For the big sequencing centers, putting together an effective toolbox of assembly and alignment analysis software tends to be a mixed-bag approach. "Sometimes there's analysis software that works off the shelf and other times we have to invent something totally new, or that works better," Jaffe says. "Things like assembly software we build ourselves, but it's an open problem as to how to do it best because it's an area that people are still trying to figure out."
One example of an effective homegrown tool is the Broad's Allpaths, a whole-genome shotgun assembler capable of generating high-quality -assemblies from short reads. "It's something we're very actively working on and we think it's the right approach, but it's not just software," Jaffe says. "We're proposing what we think is a practical approach for sequencing and assembling of novel genomes so we've come up with, effectively, [a] molecular biology protocol of what to do in the lab and what to do computationally, because those are tied together — and they should be."

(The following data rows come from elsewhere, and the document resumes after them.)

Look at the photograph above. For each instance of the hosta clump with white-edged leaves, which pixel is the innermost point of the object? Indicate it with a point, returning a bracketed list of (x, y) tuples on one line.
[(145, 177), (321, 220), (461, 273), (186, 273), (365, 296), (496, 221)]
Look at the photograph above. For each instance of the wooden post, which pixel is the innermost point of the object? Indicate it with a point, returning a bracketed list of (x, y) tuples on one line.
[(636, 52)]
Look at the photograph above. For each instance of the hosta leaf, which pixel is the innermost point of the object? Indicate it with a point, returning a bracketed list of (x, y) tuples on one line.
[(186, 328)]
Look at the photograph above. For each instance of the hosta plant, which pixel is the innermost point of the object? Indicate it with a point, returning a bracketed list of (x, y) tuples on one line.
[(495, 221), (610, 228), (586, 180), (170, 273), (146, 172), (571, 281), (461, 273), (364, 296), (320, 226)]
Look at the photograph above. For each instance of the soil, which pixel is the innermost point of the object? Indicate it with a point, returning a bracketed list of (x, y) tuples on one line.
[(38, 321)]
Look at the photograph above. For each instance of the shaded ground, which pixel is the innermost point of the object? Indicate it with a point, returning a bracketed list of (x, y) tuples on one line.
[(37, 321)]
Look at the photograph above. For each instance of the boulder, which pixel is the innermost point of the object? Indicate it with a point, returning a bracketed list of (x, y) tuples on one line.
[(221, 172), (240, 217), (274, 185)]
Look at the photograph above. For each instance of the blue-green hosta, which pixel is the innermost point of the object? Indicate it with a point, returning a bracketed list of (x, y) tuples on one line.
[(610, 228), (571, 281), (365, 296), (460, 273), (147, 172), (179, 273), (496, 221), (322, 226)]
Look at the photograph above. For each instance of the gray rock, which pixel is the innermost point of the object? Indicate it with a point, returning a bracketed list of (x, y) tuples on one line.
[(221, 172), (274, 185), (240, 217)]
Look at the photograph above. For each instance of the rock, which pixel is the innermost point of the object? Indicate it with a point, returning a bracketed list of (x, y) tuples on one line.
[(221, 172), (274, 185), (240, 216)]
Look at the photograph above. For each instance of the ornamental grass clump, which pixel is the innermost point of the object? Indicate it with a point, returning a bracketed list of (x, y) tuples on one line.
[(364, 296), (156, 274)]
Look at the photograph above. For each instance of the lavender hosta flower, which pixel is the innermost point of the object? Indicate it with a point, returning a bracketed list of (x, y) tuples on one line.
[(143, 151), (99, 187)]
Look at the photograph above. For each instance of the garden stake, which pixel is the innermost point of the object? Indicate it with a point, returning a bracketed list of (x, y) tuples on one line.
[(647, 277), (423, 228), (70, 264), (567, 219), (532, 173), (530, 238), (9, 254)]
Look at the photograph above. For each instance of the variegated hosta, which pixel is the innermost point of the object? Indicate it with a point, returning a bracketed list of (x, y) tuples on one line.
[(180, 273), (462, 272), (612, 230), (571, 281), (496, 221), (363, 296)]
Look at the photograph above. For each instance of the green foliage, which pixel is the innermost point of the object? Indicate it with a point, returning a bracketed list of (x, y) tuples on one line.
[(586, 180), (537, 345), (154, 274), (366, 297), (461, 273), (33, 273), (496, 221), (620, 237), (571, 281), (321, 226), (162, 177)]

Other big sequencing centers have been making waves with their own tools. The BGI in Shenzhen published several papers late last year showcasing the effectiveness of their SOAP-denovo, an assembly method for novel short reads designed to assemble Illumina Genome Analyzer reads. BGI researchers published a paper in Nature that described their success with generating and assembling a draft sequence of the giant panda genome. Their efforts seem to point the way forward by illustrating the possibility of utilizing next-generation sequencing platforms to cheap and fast de novo assembly of sizable eukaryotic genomes.
Another area that could use some consensus is storage formats for alignments. One glimmer of hope is the Sequence Alignment Map (SAM)/Binary Alignment Map (BAM) format, which ultimately will move data analysis forward by bringing researchers together. SAM describes the alignment of query sequences or sequencing reads to a reference sequence or assembly and BAM is its binary equivalent, intended for use in a data-intensive production pipeline setting. "It's been both a very positive force and a bit troublesome," Jaffe says. "The downside is that the format is laden with ambiguity that will probably be worked out in a second version. But it's something which has made a whole level of collaboration possible because it's much easier to exchange data."
While researchers can spend time tinkering with the settings on their sequencing platforms to improve the base calls and the quality values, most informaticists should be concerned with the end product and not sweating the small stuff. "We're interested in base qualities as they relate to a mapping quality and genotype quality confidence, because when you run a full analysis pipeline all the way out through the data generation, you find out that the difference between a base quality of 30 and a base quality of 25 isn't all that substantial," Dooling says, "because you're not going to rely on a single observation or a single read that hits that spot with that base to call a variant." He adds, "We take a holistic approach, find out the areas of ambiguity that are problematic and understand them as best we can, as opposed to chasing every gremlin that may affect the uncertainty that essentially doesn't affect your end results that much."